American International Coal Co. v. Commissioner

1982 T.C. Memo. 204, 43 T.C.M. 1097, 1982 Tax Ct. Memo LEXIS 545
CourtUnited States Tax Court
DecidedApril 15, 1982
DocketDocket No. 14574-79.
StatusUnpublished

This text of 1982 T.C. Memo. 204 (American International Coal Co. v. Commissioner) is published on Counsel Stack Legal Research, covering United States Tax Court primary law. Counsel Stack provides free access to over 12 million legal documents including statutes, case law, regulations, and constitutions.

Bluebook
American International Coal Co. v. Commissioner, 1982 T.C. Memo. 204, 43 T.C.M. 1097, 1982 Tax Ct. Memo LEXIS 545 (tax 1982).

Opinion

AMERICAN INTERNATIONAL COAL CO., INC., Petitioner v. COMMISSIONER OF INTERNAL REVENUE, Respondent
American International Coal Co. v. Commissioner
Docket No. 14574-79.
United States Tax Court
T.C. Memo 1982-204; 1982 Tax Ct. Memo LEXIS 545; 43 T.C.M. (CCH) 1097; T.C.M. (RIA) 82204;
April 15, 1982.
Roy J. Roscoe, for the petitioner.
Edward F, Peduzzi, Jr., for the respondent.

FEATHERSTON

MEMORANDUM FINDINGS OF FACT AND OPINION

FEATHERSON, Judge: Respondent determined a deficiency in the amount of $ 21,975.87 in petitioner's Federal income tax for 1975. The sole issue 1 for decision is whether petitioner, a corporation, paid Stephen C. Levitt, an employee and shareholder, $ 54,800 as deductible compensation for services or as a nondeductible distribution in redemption of his stock.

*546 FINDINGS OF FACT

Petitioner, American International Coal Co., Inc., had its principal office in Pittsburgh, Pennsylvania, when the petition was filed.
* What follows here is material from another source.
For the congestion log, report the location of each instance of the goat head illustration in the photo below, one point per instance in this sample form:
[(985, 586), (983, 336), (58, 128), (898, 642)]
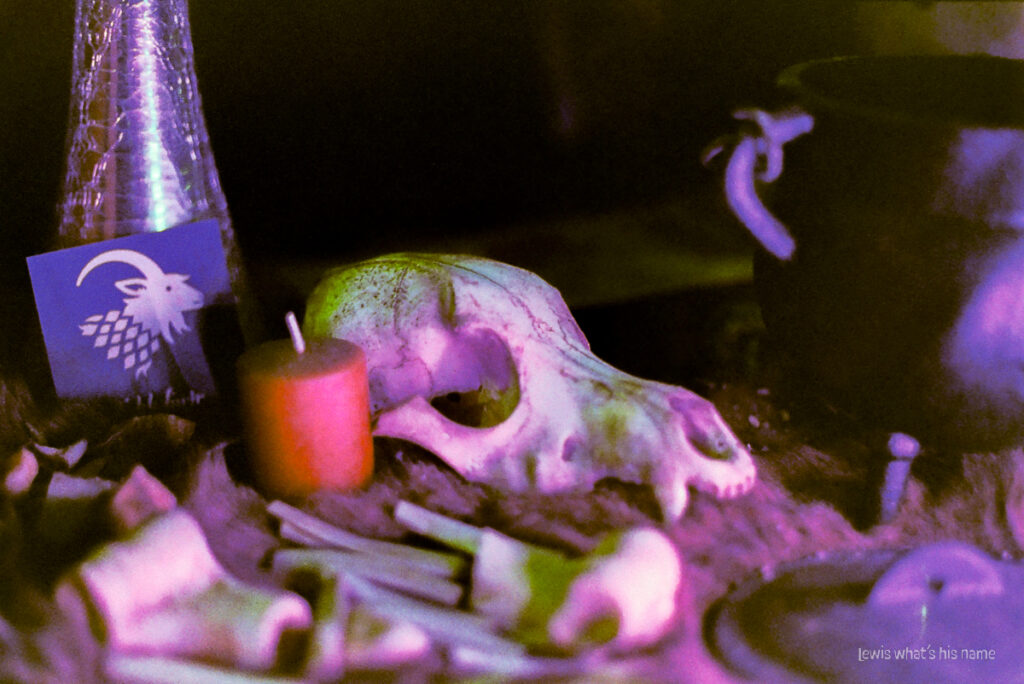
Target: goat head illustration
[(154, 308)]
Petitioner filed its Federal income tax return for 1975 with the Philadelphia Service Center.

On December 5, 1974, Robert L. Todd (Todd), Stephen C. Levitt (Levitt), and Richard C. Schomaker (Schomaker) entered into a preincorporation agreement in which they agreed to form a corporation to be known as American International Coal Company, Inc., to conduct a coal mining and brokering business. Each party was to contribute to the corporation "all business contacts, contracts and any and all rights pertaining to coal" excepting two coal contracts specifically reserved by Todd. Article 3 of the agreement provided that:

If any party to this Agreement performs services in excess of those services rendered by the other shareholders, he shall be compensated on a reasonable basis in addition to his proportion of the net profits.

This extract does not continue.